What if saving the economy was the easy part? ... If the past seven years have proven anything, it's that the biggest danger is often the one that no one sees coming. "You have to worry, otherwise you can't be a central banker," Fed Vice Chairman Stanley Fischer said in a speech this month. "What worries me most is that things happen: You've got a nice framework. It's all organized. You're going down this path, looking left, looking right — something hits you right in the back of the head. "That's what most frightens me. What are we missing?" – Washington Post

Dominant Social Theme: The Fed muddled through, but challenges continue.

Free-Market Analysis: This endless article, excerpted above, is a perfect expression of a favorite establishment meme: The Fed as an innocuous intellectual muddle.

For thousands of words, the article describes the ins and outs of various Fed attempts to salvage the US economy beginning in 2008. Presumably the reason for the article is that this period is now coming to an end. Mission accomplished. The article is meant to be a retrospective.

But in these overly sophisticated times, it wouldn't do to write an article that merely delineates a prolonged triumph. Instead the article drones on about all the different things Fed officials tried to help the US economy come back to life – how they failed and tried again ... and again.

One would not think reading this article that the Fed was an extracurricular banking entity of enormous power that had just illegally lent some US$15 trillion or more abroad to banking entities in danger of shutting down. No mention of that, of course.

The Fed legally has no brief to provide currency to non-US financial facilities but Ben Bernanke apparently did it nonetheless in 2008-2009, sending short-term loans overseas as necessary. Even today, reportedly, these loans have not been returned.

But that is not the point of an article that begins like this:

As the nation's financial system teetered on the brink of collapse seven years ago, top officials at the Federal Reserve huddled inside their marbled headquarters in Washington to brainstorm what it would take to save the American economy.

They called it "blue-sky thinking," and then-Fed Chairman Ben S. Bernanke led the exercises. The goal was to come up with the most creative, most aggressive, most powerful strategies the central bank could pursue to fight the worst economic downturn in nearly 70 years.

The list was long, and freed from the political and financial constraints of the real world, the suggestions at times felt faintly fictitious.
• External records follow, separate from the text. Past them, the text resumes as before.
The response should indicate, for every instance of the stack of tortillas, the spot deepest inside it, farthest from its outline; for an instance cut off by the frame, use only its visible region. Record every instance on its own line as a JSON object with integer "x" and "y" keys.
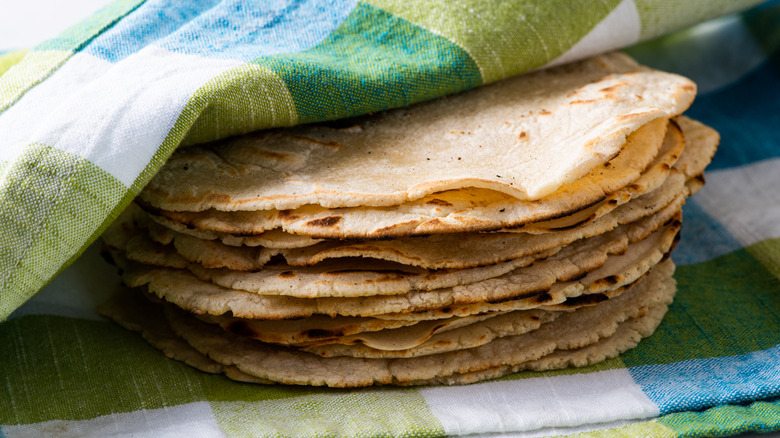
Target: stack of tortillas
{"x": 525, "y": 224}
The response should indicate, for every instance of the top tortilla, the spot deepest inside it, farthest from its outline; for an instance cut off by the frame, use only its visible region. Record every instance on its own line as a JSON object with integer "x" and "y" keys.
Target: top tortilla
{"x": 523, "y": 137}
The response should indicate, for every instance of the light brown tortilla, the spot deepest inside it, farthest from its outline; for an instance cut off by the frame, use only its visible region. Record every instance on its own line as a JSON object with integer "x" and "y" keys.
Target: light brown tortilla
{"x": 513, "y": 129}
{"x": 476, "y": 209}
{"x": 286, "y": 365}
{"x": 423, "y": 338}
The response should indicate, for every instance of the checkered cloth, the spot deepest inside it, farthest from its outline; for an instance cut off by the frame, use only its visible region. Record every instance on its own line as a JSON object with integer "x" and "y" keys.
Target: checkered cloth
{"x": 88, "y": 117}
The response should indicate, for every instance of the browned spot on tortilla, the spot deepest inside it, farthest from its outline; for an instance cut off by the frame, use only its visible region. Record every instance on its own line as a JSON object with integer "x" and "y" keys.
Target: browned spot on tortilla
{"x": 575, "y": 277}
{"x": 611, "y": 88}
{"x": 327, "y": 221}
{"x": 241, "y": 328}
{"x": 288, "y": 215}
{"x": 437, "y": 201}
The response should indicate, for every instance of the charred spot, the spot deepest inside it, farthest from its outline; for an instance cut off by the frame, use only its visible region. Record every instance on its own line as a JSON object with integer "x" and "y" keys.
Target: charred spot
{"x": 543, "y": 298}
{"x": 327, "y": 221}
{"x": 288, "y": 215}
{"x": 674, "y": 222}
{"x": 322, "y": 333}
{"x": 610, "y": 88}
{"x": 437, "y": 201}
{"x": 241, "y": 328}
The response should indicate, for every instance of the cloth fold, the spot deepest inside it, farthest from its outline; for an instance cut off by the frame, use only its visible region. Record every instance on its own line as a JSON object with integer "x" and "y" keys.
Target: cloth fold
{"x": 87, "y": 118}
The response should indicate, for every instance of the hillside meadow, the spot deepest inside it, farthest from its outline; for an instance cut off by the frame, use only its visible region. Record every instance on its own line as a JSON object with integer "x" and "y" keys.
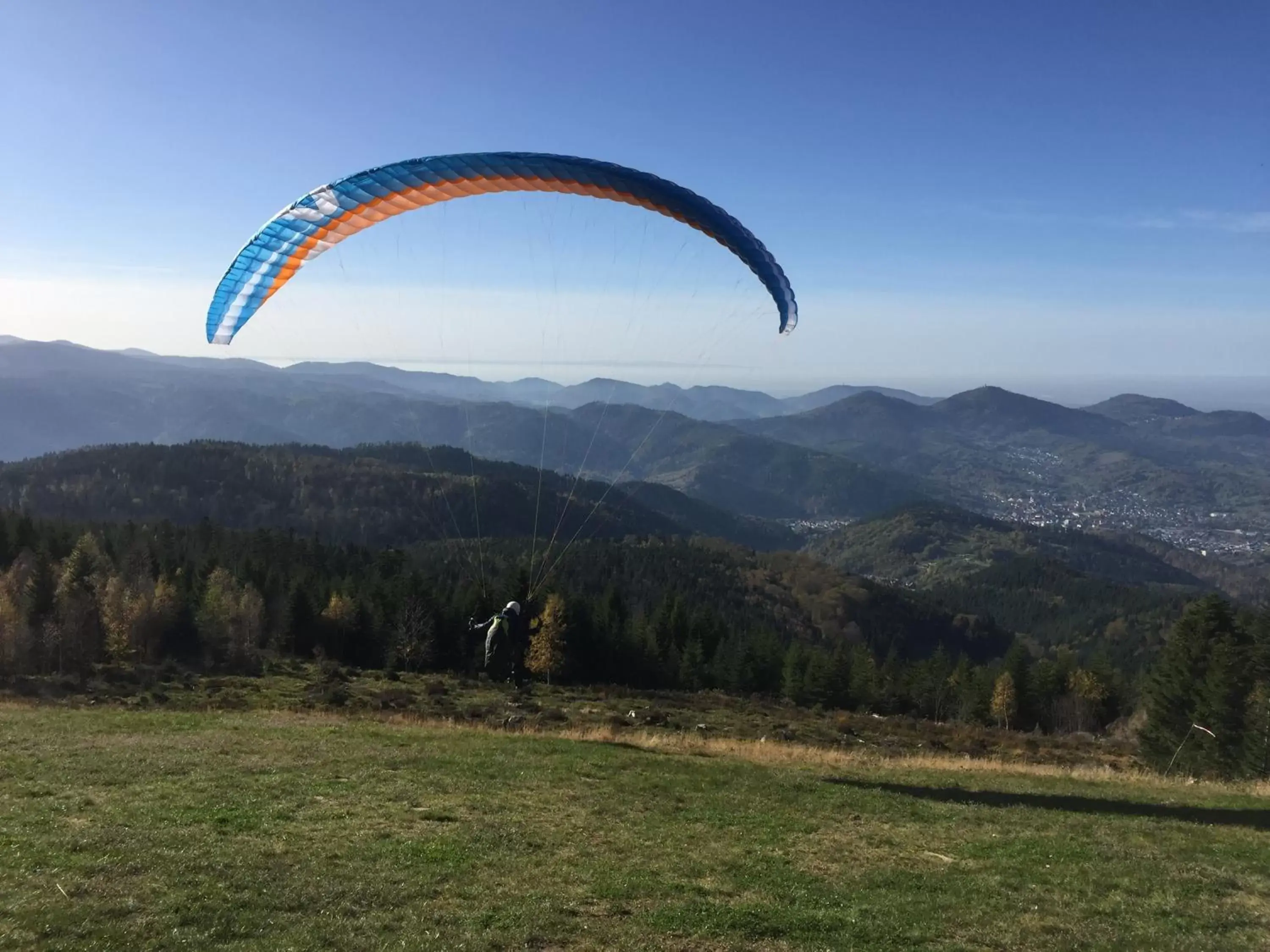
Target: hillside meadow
{"x": 258, "y": 828}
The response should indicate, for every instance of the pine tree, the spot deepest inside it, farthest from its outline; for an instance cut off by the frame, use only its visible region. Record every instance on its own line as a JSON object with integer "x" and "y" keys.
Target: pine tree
{"x": 794, "y": 674}
{"x": 1179, "y": 682}
{"x": 1222, "y": 706}
{"x": 1256, "y": 737}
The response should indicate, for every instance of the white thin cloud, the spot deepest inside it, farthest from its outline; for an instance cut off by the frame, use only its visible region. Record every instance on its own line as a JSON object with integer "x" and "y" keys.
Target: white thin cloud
{"x": 1195, "y": 219}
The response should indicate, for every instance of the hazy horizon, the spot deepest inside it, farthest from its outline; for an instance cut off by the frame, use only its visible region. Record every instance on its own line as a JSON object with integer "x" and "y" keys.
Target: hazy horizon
{"x": 1202, "y": 393}
{"x": 1006, "y": 193}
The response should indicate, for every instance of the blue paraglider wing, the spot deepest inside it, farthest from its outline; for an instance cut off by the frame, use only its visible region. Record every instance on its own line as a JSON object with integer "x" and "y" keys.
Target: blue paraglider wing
{"x": 331, "y": 214}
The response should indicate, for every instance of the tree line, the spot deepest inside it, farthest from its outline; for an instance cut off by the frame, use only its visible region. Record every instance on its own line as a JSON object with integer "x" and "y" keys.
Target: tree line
{"x": 643, "y": 612}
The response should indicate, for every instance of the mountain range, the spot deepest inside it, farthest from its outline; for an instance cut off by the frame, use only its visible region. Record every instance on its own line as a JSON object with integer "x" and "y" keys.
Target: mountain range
{"x": 1132, "y": 462}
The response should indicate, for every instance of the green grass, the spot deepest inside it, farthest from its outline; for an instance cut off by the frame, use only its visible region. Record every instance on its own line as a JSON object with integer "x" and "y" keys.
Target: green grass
{"x": 271, "y": 831}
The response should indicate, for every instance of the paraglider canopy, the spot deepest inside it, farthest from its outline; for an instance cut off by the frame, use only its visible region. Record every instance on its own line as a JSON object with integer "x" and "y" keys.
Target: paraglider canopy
{"x": 332, "y": 212}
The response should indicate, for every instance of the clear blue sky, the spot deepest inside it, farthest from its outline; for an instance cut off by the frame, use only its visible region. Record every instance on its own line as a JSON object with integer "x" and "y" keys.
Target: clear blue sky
{"x": 981, "y": 191}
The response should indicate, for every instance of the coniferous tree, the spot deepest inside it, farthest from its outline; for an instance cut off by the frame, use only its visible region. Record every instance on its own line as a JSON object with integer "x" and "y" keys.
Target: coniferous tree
{"x": 1179, "y": 686}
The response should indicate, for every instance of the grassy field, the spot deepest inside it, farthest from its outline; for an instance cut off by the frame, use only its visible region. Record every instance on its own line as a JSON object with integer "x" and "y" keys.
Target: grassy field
{"x": 285, "y": 829}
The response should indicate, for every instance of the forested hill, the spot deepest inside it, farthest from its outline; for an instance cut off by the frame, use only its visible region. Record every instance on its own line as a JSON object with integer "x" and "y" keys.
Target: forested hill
{"x": 644, "y": 612}
{"x": 379, "y": 495}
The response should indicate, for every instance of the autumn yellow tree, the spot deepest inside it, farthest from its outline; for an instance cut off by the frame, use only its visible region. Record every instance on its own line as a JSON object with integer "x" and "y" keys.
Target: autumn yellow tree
{"x": 1089, "y": 691}
{"x": 548, "y": 645}
{"x": 1005, "y": 700}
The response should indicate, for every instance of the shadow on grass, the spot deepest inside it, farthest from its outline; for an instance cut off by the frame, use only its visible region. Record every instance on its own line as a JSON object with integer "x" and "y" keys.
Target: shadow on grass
{"x": 1218, "y": 817}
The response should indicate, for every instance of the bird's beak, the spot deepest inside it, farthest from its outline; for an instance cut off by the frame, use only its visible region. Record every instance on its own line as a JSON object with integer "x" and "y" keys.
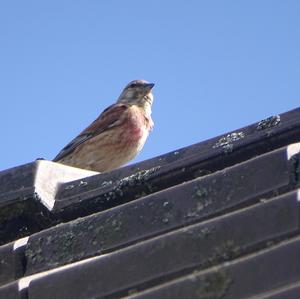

But in fact, the country would require more help than the Fed ever imagined.

The reason that the economy would require so much help is because Bernanke, like Greenspan before him, was determined to keep interest rates artificially low for a prolonged period of time.

However, Bernanke's effort only came after he hiked rates hard in the middle of the first decade, inverting the yield curve that almost inevitably announces a recession.

You won't find any reference to the yield curve inversion in this article, which is not surprising given that despite the massive number of US financial publications very few ever mention Bernanke's hikes within the context of the following subprime crash.

Instead, we get recitations of all the ways the Fed tried and failed to reignite an economy it was responsible for damping in the first place. Inevitably, when the price and volume of currency is "fixed" rather than allowed to settle on a marketplace rate, bubbles form and burst and millions suffer.

That's not emphasized, either. The emphasis of the article, again, is on the endless efforts of the Fed to muddle through. "Even blue-sky thinking didn't anticipate the grinding pace of the nation's recovery, and officials repeatedly found themselves reaching beyond the horizon."

You see? They try hard. They fail. They try again. They are just like us except that they print as much money as they want and send it wherever they wish.

Finally, we are informed, a kind of victory occurs. "Their historic effort is ... coming to an end. This month, the central bank announced it is beginning to phase out its support for the American economy."